In effect, clinically applicable machine learning algorithms in thyroid diagnostics first began with the current commercially available GSC tests that are based on SVM and DT classifiers 42,43,44]. Advances in molecular markers and genomic sequencing have had positive impacts on individualising treatment for patients with indeterminate cytology. Unfortunately, the availability and feasibility of these advances are currently confined to a few countries. AI models like the one reported in this study could be a possible option for other regions. This AI-driven tool has the potential to improve risk stratification leading to fewer diagnostic lobectomies, better selection of patients for nodule surveillance, and in high-risk cases, enable single-stage surgical planning.

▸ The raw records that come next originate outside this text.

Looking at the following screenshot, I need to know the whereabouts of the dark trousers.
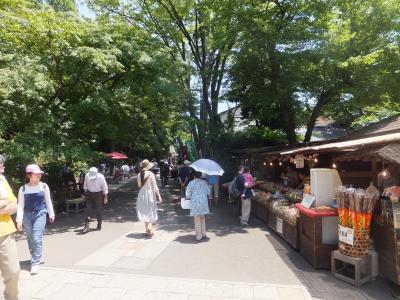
[160,174,168,187]
[85,192,104,226]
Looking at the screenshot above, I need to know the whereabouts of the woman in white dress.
[136,159,162,237]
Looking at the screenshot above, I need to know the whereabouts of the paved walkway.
[1,177,398,300]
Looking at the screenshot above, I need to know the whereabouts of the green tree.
[230,0,400,143]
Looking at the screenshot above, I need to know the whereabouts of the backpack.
[228,176,240,198]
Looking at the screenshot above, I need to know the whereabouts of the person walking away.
[160,160,169,188]
[0,154,20,300]
[17,164,55,275]
[82,167,108,234]
[186,171,211,241]
[79,170,86,194]
[136,159,162,237]
[207,175,219,207]
[151,158,158,175]
[178,160,190,197]
[236,167,253,226]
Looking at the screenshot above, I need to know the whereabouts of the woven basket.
[339,229,369,257]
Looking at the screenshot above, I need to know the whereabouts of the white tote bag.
[181,198,190,209]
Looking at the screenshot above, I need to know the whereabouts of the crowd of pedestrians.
[0,151,254,300]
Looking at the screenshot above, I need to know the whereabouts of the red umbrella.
[106,152,128,159]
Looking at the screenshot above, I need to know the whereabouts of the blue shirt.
[179,166,190,183]
[236,174,253,199]
[207,175,218,185]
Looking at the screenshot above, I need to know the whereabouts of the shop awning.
[335,142,400,164]
[281,132,400,155]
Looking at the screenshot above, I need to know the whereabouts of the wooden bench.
[331,250,372,288]
[67,196,86,214]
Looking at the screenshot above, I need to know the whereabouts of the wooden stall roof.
[281,132,400,155]
[232,114,400,156]
[335,142,400,164]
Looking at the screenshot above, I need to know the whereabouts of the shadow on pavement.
[125,232,149,240]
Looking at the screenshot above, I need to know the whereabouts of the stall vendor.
[297,171,311,190]
[378,164,400,190]
[282,166,299,188]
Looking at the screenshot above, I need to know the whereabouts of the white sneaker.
[31,265,39,275]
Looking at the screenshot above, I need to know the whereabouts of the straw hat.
[140,159,153,171]
[89,167,99,179]
[25,164,44,174]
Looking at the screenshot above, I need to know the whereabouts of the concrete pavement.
[2,177,391,299]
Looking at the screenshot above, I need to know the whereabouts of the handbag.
[181,198,191,209]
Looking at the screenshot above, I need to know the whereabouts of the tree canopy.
[0,1,187,169]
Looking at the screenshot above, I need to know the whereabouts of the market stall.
[233,115,400,285]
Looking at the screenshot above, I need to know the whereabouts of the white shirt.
[16,182,54,223]
[83,173,108,195]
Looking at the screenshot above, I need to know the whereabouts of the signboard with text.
[339,225,354,245]
[300,194,315,208]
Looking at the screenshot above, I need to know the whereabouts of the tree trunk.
[303,88,335,143]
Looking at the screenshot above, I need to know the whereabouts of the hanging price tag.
[339,225,354,246]
[300,194,315,208]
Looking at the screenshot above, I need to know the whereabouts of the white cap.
[89,167,99,179]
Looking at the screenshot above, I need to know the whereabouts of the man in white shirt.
[82,167,108,233]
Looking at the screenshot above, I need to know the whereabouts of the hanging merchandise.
[336,186,378,257]
[295,154,304,169]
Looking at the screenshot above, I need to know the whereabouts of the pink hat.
[25,164,44,174]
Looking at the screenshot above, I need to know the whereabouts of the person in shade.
[178,160,191,197]
[186,171,211,241]
[136,159,162,237]
[82,167,108,234]
[236,167,253,226]
[17,164,55,275]
[0,154,19,300]
[206,175,219,207]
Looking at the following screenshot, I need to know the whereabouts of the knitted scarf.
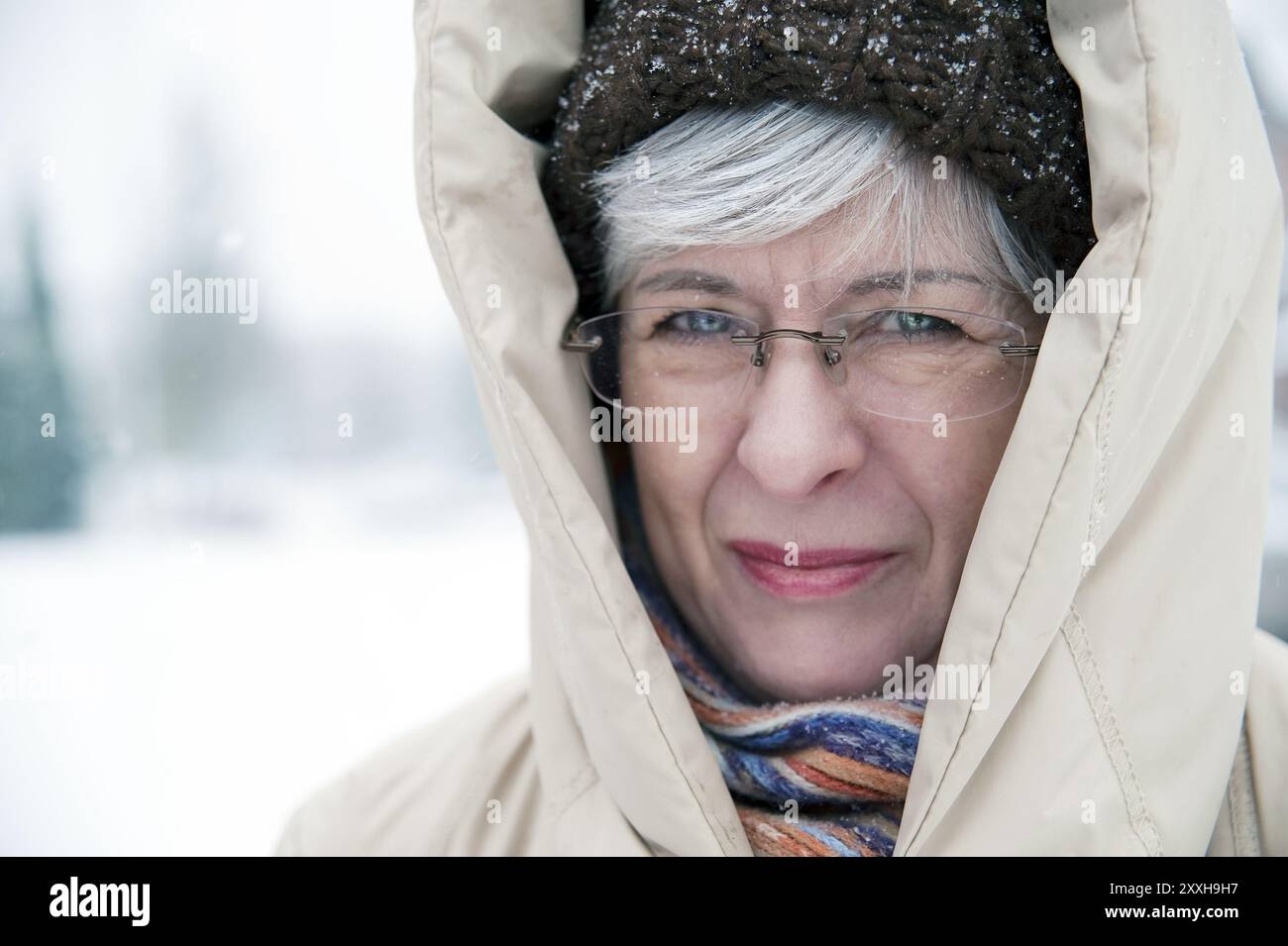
[613,458,924,857]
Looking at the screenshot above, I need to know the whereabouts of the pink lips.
[729,541,896,598]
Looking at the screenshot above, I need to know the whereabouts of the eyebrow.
[635,269,991,298]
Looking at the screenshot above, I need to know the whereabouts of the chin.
[721,624,907,701]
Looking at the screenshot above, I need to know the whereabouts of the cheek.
[631,417,731,546]
[884,412,1014,548]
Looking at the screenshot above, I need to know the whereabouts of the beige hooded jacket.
[278,0,1288,855]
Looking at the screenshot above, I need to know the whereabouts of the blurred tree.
[0,211,84,532]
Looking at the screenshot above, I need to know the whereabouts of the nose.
[737,339,868,502]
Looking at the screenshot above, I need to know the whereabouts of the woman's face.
[618,216,1040,700]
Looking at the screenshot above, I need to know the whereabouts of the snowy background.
[0,0,1288,855]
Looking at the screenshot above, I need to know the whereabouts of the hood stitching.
[1060,605,1163,857]
[1228,717,1261,857]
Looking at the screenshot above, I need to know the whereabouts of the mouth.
[729,541,898,598]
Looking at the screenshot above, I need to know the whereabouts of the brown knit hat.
[542,0,1095,318]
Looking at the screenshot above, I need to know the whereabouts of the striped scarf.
[614,461,924,857]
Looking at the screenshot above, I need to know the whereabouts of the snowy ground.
[0,482,528,855]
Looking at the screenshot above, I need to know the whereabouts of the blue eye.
[667,311,729,335]
[886,309,961,341]
[654,309,734,341]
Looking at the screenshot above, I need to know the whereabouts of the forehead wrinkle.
[635,269,742,298]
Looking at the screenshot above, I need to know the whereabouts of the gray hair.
[591,100,1053,312]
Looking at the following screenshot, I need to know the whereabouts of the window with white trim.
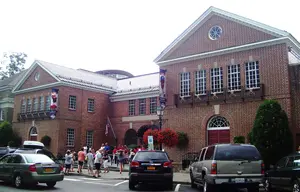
[46,95,51,111]
[21,99,26,113]
[128,100,135,116]
[67,128,75,147]
[39,96,44,111]
[27,99,32,112]
[227,64,241,91]
[210,67,223,93]
[195,70,206,95]
[139,99,146,115]
[180,72,191,97]
[86,131,94,147]
[88,99,95,112]
[150,97,157,114]
[245,61,260,89]
[32,98,39,111]
[0,109,4,121]
[69,95,76,110]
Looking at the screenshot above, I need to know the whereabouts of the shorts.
[78,161,83,166]
[103,159,108,168]
[65,164,71,169]
[95,163,101,171]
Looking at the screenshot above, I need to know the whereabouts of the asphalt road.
[0,176,199,192]
[0,176,264,192]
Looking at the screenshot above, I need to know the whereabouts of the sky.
[0,0,300,75]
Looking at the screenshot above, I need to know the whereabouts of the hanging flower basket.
[157,128,178,147]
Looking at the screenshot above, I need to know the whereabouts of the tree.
[0,52,27,80]
[249,100,293,168]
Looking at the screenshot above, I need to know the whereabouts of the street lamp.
[156,106,164,150]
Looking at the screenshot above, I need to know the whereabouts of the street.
[0,176,199,192]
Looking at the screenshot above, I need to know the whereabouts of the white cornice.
[110,91,159,102]
[157,37,290,67]
[13,82,113,94]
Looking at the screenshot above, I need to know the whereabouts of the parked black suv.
[129,151,173,190]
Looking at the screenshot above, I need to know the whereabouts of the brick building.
[13,7,300,161]
[155,7,300,160]
[13,60,158,154]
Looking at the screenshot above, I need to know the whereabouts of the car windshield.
[133,151,169,161]
[215,145,261,161]
[24,154,53,163]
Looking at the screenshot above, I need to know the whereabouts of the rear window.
[134,151,169,161]
[25,154,53,163]
[215,145,261,161]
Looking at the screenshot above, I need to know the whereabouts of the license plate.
[44,168,53,173]
[147,167,155,170]
[234,178,245,183]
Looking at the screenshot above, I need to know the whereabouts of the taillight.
[130,161,140,167]
[261,163,265,175]
[29,165,36,172]
[210,162,217,175]
[59,165,64,171]
[163,161,172,168]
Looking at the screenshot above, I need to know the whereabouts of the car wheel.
[128,181,135,190]
[46,182,56,188]
[203,179,214,192]
[264,178,272,192]
[247,185,259,192]
[293,180,300,192]
[14,175,23,188]
[190,173,197,189]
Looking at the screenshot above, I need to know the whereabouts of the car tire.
[247,184,259,192]
[203,178,215,192]
[128,181,135,191]
[46,182,56,188]
[13,174,24,188]
[292,180,300,191]
[190,173,198,189]
[264,178,273,192]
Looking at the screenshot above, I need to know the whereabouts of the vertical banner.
[50,88,59,119]
[159,69,167,109]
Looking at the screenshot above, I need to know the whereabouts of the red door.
[207,129,230,145]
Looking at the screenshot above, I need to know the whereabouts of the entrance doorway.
[29,127,38,141]
[207,116,230,145]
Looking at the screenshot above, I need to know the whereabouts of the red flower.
[143,129,159,145]
[157,128,178,147]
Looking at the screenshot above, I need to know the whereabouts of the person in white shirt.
[86,149,94,175]
[65,150,73,174]
[94,149,102,177]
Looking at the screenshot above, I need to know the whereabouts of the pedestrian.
[77,148,85,173]
[86,149,94,175]
[65,150,73,175]
[93,149,102,178]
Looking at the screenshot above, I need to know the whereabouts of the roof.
[114,73,159,95]
[95,69,134,77]
[36,60,117,89]
[154,6,299,63]
[0,70,27,90]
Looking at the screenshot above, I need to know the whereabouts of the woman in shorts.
[93,149,102,178]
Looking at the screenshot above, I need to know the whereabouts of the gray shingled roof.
[37,60,117,91]
[0,70,27,89]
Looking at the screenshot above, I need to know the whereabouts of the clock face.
[208,26,223,40]
[34,72,40,81]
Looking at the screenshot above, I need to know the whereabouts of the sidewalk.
[70,166,191,184]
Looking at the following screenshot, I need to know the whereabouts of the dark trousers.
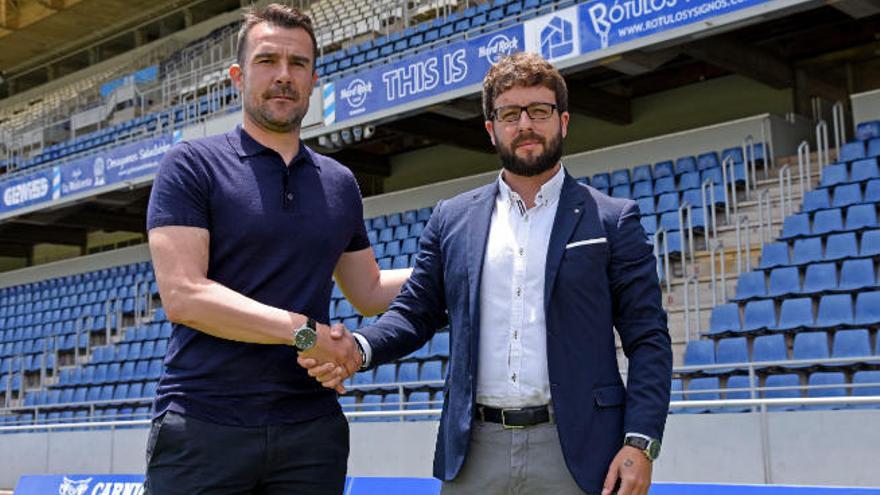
[144,412,348,495]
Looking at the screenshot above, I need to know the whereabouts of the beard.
[243,86,308,133]
[495,127,562,177]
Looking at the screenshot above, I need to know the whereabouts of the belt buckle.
[501,409,525,430]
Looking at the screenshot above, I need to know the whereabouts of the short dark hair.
[483,52,568,120]
[237,3,318,70]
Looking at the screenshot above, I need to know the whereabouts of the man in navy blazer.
[300,53,672,495]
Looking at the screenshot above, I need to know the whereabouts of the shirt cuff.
[351,332,373,370]
[623,432,653,442]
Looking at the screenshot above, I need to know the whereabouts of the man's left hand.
[602,446,653,495]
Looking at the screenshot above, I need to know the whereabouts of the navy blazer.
[360,174,672,492]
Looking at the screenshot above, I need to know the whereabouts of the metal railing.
[697,239,727,310]
[831,101,846,158]
[816,120,831,175]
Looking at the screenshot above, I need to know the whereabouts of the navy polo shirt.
[147,126,370,426]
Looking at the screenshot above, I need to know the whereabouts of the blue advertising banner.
[12,474,144,495]
[324,25,524,125]
[13,475,880,495]
[0,132,180,214]
[322,0,770,126]
[578,0,769,53]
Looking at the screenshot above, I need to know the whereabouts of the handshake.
[296,323,363,394]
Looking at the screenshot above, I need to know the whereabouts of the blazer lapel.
[466,181,498,340]
[544,172,586,313]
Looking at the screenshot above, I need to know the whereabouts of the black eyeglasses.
[492,103,556,122]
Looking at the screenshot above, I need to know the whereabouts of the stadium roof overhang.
[304,0,880,157]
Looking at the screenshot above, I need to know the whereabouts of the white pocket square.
[565,237,608,249]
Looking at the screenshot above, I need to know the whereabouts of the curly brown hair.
[237,3,318,70]
[483,52,568,120]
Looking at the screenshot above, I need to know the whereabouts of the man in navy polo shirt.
[145,4,410,495]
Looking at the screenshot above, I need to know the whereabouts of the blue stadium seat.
[831,328,871,366]
[706,337,749,374]
[611,184,632,199]
[800,188,831,212]
[679,377,721,413]
[801,263,837,294]
[590,172,611,189]
[636,197,655,215]
[838,259,877,291]
[758,242,789,269]
[766,266,801,297]
[654,177,678,195]
[803,371,847,411]
[856,120,880,141]
[846,204,880,230]
[734,271,767,301]
[742,299,776,332]
[655,194,680,213]
[854,291,880,326]
[788,332,830,368]
[611,168,631,187]
[639,215,657,236]
[697,151,721,170]
[862,179,880,203]
[678,172,700,191]
[836,184,862,208]
[632,164,654,182]
[752,334,788,369]
[813,208,844,235]
[825,232,859,260]
[779,213,810,239]
[813,294,853,329]
[762,374,802,411]
[838,141,865,162]
[850,158,880,182]
[654,161,675,179]
[820,167,849,187]
[773,297,814,332]
[859,230,880,257]
[791,237,823,265]
[674,156,697,175]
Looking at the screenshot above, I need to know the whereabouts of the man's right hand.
[297,323,363,394]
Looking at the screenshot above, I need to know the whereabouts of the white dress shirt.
[477,167,565,407]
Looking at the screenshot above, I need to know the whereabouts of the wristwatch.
[623,435,660,462]
[291,318,318,351]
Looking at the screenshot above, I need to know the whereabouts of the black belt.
[477,404,552,428]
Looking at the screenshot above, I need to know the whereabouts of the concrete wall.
[847,89,880,131]
[0,410,880,489]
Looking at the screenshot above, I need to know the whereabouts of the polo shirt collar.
[226,124,320,168]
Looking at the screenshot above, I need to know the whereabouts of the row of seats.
[706,291,880,337]
[588,143,764,189]
[339,391,443,422]
[682,328,880,375]
[24,382,156,407]
[57,356,164,388]
[670,370,880,413]
[316,0,552,77]
[801,178,880,213]
[758,230,880,270]
[733,258,880,302]
[348,359,445,389]
[779,203,880,240]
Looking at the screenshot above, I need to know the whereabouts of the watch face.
[294,327,318,351]
[647,440,660,460]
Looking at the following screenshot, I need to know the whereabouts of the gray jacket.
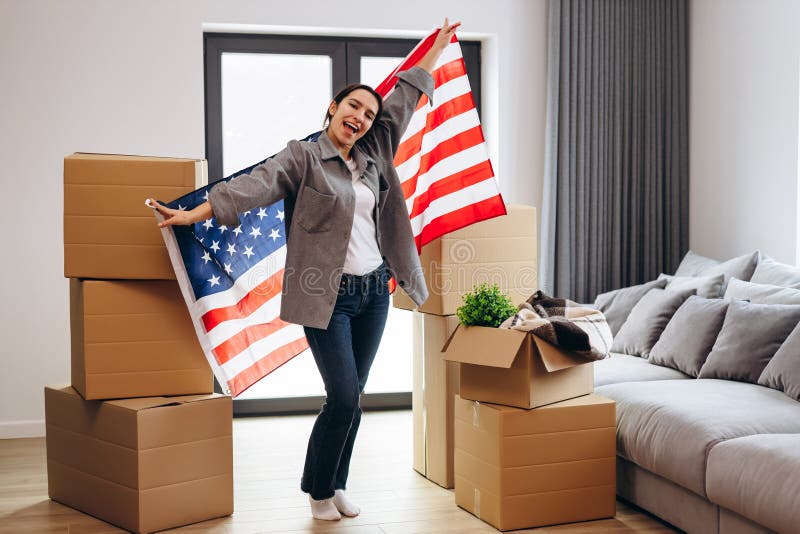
[208,67,433,328]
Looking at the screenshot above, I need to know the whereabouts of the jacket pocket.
[293,187,336,233]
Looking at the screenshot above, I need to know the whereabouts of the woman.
[151,19,460,520]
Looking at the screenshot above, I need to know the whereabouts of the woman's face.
[327,89,379,154]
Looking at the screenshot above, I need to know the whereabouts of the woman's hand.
[417,18,461,72]
[147,198,214,228]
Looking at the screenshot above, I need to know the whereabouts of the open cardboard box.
[442,325,594,408]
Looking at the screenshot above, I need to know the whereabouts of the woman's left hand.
[417,18,461,72]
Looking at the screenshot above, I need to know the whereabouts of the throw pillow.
[611,289,695,358]
[750,256,800,288]
[594,280,667,335]
[675,250,759,281]
[650,296,728,378]
[758,324,800,401]
[658,273,725,299]
[725,275,800,304]
[697,300,800,384]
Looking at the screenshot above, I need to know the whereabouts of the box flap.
[106,393,225,411]
[442,325,528,369]
[531,336,591,373]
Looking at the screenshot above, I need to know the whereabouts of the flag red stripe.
[228,338,308,397]
[201,269,283,332]
[402,126,483,204]
[394,93,475,167]
[212,317,296,365]
[431,58,467,87]
[409,159,494,219]
[414,194,506,251]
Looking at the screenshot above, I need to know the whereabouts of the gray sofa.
[595,354,800,534]
[595,251,800,534]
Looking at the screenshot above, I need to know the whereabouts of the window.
[205,33,480,413]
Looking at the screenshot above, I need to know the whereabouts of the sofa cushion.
[706,434,800,532]
[697,300,800,384]
[595,380,800,496]
[758,324,800,401]
[658,273,725,299]
[752,256,800,288]
[725,278,800,304]
[649,296,728,377]
[594,352,690,386]
[611,289,696,358]
[675,250,759,283]
[594,280,667,335]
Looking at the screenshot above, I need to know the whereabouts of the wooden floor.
[0,411,677,534]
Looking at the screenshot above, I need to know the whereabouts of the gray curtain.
[540,0,689,302]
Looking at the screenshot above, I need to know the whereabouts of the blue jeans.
[300,265,389,500]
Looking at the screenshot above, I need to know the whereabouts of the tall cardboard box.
[411,312,458,488]
[64,154,208,280]
[394,204,538,315]
[455,395,616,530]
[70,279,214,400]
[45,387,233,532]
[444,326,594,408]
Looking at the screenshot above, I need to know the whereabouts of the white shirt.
[344,158,383,275]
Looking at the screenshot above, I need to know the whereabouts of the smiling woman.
[151,19,459,520]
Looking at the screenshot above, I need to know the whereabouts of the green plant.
[456,283,517,328]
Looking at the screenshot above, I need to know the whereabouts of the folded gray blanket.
[500,291,613,360]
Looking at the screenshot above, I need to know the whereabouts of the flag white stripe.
[191,245,286,317]
[395,108,481,178]
[400,76,470,144]
[202,295,281,347]
[406,144,488,213]
[411,178,499,236]
[222,324,305,377]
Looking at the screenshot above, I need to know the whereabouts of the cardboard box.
[44,387,233,532]
[455,395,616,530]
[444,326,594,408]
[411,312,458,488]
[394,204,538,315]
[69,278,214,399]
[64,154,208,280]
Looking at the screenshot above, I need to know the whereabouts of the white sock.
[308,495,342,521]
[333,490,361,517]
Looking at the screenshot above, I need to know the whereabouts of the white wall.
[689,0,800,263]
[0,0,547,438]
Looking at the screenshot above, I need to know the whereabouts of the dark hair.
[322,83,383,128]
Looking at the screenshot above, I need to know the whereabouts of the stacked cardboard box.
[455,395,616,530]
[444,326,616,530]
[45,154,233,532]
[394,205,537,488]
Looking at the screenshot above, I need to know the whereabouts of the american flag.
[154,162,308,397]
[155,30,506,397]
[375,30,506,251]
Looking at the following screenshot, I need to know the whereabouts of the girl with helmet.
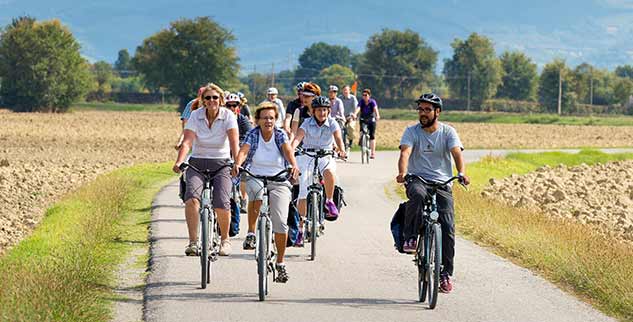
[292,91,346,245]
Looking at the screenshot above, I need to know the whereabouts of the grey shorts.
[185,158,233,210]
[245,177,292,234]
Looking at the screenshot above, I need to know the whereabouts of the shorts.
[245,177,292,234]
[185,158,233,210]
[297,155,336,199]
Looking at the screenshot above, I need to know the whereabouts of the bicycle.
[299,149,336,260]
[240,167,290,301]
[405,174,461,309]
[180,163,232,289]
[360,119,371,164]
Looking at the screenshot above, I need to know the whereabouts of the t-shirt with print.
[301,116,341,150]
[185,107,237,159]
[400,122,464,181]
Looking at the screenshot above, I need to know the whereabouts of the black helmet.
[415,93,442,110]
[312,96,332,108]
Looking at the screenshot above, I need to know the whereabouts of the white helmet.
[225,93,240,105]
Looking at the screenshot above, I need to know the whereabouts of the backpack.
[389,202,407,254]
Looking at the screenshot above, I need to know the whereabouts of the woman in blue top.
[292,96,347,245]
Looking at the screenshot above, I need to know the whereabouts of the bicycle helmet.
[312,96,332,108]
[415,93,442,111]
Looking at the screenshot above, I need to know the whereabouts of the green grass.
[0,164,173,321]
[380,109,633,126]
[70,102,178,112]
[392,150,633,321]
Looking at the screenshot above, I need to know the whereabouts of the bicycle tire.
[257,219,268,301]
[200,207,210,289]
[416,234,428,303]
[310,192,319,260]
[428,223,442,309]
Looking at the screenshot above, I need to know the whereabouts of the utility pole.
[558,67,563,115]
[466,71,471,111]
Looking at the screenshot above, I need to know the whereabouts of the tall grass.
[0,164,172,321]
[399,150,633,321]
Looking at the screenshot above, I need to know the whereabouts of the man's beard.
[420,113,437,128]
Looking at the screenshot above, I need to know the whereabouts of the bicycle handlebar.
[404,173,464,187]
[178,162,233,178]
[240,167,292,182]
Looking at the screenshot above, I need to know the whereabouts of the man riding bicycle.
[356,88,380,159]
[396,93,470,293]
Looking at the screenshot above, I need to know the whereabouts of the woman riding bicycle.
[356,88,380,159]
[232,102,299,283]
[173,83,239,256]
[292,92,346,245]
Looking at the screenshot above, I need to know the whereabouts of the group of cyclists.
[173,82,469,292]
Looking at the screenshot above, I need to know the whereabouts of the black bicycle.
[360,119,371,164]
[240,167,290,301]
[405,174,460,309]
[180,163,232,289]
[299,149,336,260]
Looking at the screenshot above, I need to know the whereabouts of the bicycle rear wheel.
[308,192,319,260]
[200,208,211,289]
[257,218,268,301]
[427,223,442,309]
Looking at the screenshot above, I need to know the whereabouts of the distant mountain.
[0,0,633,72]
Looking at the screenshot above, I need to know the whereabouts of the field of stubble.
[0,110,633,253]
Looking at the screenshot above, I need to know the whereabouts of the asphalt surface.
[144,150,614,322]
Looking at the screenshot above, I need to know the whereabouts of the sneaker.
[275,264,288,283]
[220,239,231,256]
[240,199,246,214]
[402,238,418,254]
[185,242,198,256]
[440,274,453,293]
[294,230,303,247]
[242,233,257,250]
[325,200,338,221]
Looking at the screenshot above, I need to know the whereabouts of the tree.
[496,51,538,101]
[538,59,577,113]
[357,29,437,98]
[133,17,239,109]
[295,42,352,82]
[444,33,503,104]
[318,64,356,89]
[615,65,633,79]
[114,49,133,78]
[0,17,90,112]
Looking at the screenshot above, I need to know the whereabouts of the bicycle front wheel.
[200,208,211,289]
[427,223,442,309]
[257,218,268,301]
[310,192,320,260]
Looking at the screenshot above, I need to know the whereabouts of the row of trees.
[0,17,633,111]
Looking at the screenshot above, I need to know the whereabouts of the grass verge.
[400,150,633,321]
[0,164,173,321]
[380,109,633,126]
[70,102,177,112]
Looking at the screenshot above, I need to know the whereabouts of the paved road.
[144,151,613,322]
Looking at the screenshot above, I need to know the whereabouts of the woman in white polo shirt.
[173,83,239,256]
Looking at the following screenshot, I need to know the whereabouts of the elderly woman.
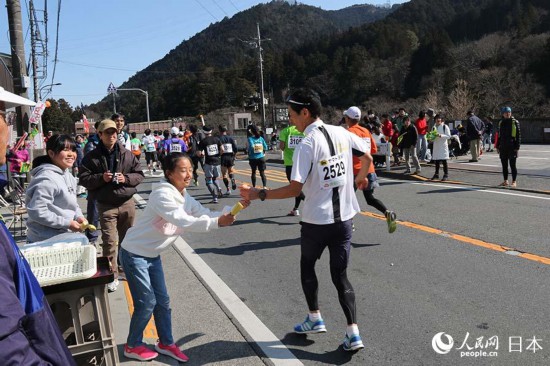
[120,152,246,362]
[25,135,86,243]
[432,114,451,182]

It can also be used by GPs to either streamline referrals to a surgical service or empower them to manage benign disease in the community.

By including training data from both the study radiologist and existing reports, we exposed the AI model to a range of reporting styles. The use of existing reports for the testing group further increased the applicability of this model for everyday use. This pilot AI model is the first to incorporate multiple modalities in patient assessment (biochemistry, demographics, radiology, and cytology) into an all-encompassing predictive tool.

There were some limitations to the current study. First, our malignancy rates (25.3%) were lower than some studies (45–52.3%) [45, 46]. However, comparable to other more contemporary studies [37, 47], our study was also susceptible to the limitations of a retrospective design. Additionally, the population of this study was entirely post-operative and does not capture the entire community with thyroid nodules. Addressing this limitation would require a prospective study or retrospective data from patients that are on long-term follow-up for benign or indeterminate nodules that have subsequently proven to be malignant on cytology or continued a benign course. However, this patient population is small, disseminated and to congregate such a cohort to power the AI model to a satisfactory level would require further work and collaboration. Finally, some of the false negative predictions may suggest an over-reliance on the cytology for its predictions, which is likely due to the inclusion of both a high number of Bethesda 2 as well as malignant cytology nodules in the training group. Further work is required to clarify or rectify this point.

Other future work includes improving the model by acquiring a larger dataset and further validating the performance of the model. We are also working on a delivery system that is both easily accessible and user-friendly. The system would be available via a web-based application similar to other online calculators. Once parameters are entered into the system, the user is informed of the probability of malignancy in percentage.

Conclusion

We have developed a first of its kind pilot AI model that can accurately predict malignancy in thyroid nodules using USG features, FNAC, demographics and serum TSH. Once further evolved and refined for clinical use, there is great potential for this AI model to function as a computer-aided decision support tool, to be used by both surgeons and general practitioners, to help individualise treatment for patients with thyroid nodules.